On this page, you will find 10 original cursive letter I worksheets that are all free to download or print! Whether you are a teacher or a parent, these printables are a great tool to help kids learn how to write cursive I letters, while still having fun!
For this series, I created a variety of worksheets, including ones with large cursive I letters, cursive I letters with instructional arrows, upper and lowercase cursive I letters, three and four-letter words starting with I, plus many more!
All of these PDF worksheets are on US letter-sized paper, but they also fit perfectly onto A4-sized paper too! For a complete set of all these worksheets, you will find a single file further below. Enjoy!

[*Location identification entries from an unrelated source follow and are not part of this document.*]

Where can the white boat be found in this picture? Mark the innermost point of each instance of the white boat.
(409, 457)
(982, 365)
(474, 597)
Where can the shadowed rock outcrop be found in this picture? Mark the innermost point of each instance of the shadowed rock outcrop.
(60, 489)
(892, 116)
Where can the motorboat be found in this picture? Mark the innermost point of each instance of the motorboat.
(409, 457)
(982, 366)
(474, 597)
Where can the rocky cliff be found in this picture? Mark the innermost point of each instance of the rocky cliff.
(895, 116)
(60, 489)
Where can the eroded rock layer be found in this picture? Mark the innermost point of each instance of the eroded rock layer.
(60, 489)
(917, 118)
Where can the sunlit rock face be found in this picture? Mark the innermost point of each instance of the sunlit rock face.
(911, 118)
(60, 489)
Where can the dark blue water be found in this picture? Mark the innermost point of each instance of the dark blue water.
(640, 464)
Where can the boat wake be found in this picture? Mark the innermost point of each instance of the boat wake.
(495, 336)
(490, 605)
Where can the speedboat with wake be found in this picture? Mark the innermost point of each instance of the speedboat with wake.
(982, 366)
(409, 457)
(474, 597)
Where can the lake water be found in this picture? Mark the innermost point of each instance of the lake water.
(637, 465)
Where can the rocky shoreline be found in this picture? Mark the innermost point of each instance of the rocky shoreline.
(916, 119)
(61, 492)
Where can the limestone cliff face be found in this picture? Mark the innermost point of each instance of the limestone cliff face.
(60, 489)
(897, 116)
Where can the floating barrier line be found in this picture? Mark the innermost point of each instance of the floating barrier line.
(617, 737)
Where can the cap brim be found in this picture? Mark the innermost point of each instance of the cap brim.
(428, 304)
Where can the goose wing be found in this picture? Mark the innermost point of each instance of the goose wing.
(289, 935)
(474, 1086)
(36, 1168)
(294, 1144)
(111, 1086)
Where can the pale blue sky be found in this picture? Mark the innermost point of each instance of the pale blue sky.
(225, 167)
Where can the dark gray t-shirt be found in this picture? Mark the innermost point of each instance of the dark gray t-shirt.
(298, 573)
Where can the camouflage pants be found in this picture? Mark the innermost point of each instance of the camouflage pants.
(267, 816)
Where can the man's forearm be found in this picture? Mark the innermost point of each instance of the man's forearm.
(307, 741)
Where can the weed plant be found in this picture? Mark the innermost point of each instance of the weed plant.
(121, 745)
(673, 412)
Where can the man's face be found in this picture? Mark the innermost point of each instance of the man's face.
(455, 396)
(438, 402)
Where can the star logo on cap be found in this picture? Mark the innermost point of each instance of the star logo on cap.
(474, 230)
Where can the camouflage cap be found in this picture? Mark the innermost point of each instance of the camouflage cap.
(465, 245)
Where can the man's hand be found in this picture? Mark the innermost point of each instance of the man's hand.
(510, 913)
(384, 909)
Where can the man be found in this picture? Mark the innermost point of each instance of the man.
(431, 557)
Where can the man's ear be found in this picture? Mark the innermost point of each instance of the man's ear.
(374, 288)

Due to multiple requests, I have combined all of the above worksheets into a handy single PDF file that will save tons of time for downloading and printing.
With this single file, it also allows teachers to print all these sheets in their entirety and hand them out as a work booklet or homework task.
I do plan on updating this series with more sheets, so if you have any requests or recommendations, please share them in the comments!
7 Ways To Use Cursive I Worksheets
You will want your students to be able to write both the uppercase and lowercase cursive I’s fluently. Here are seven ways to use my cursive I worksheets to help you achieve that goal!
7. Practicing The Motions For Uppercase And Lowercase I
While tracing is the step most teachers and parents would instruct kids to learn first, you can use my cursive I worksheets to first practice making the motions of uppercase and lowercase cursive I’s.
Find some blank guideline space and encourage children to first practice making the curve and dip of the uppercase I.
Then expand on that lesson and have them go into the big loop and down.
Don’t have them worry about anything except the movement of their pencil as they make the shapes – not staying in the lines or trying to make the letter-perfect. This will come later.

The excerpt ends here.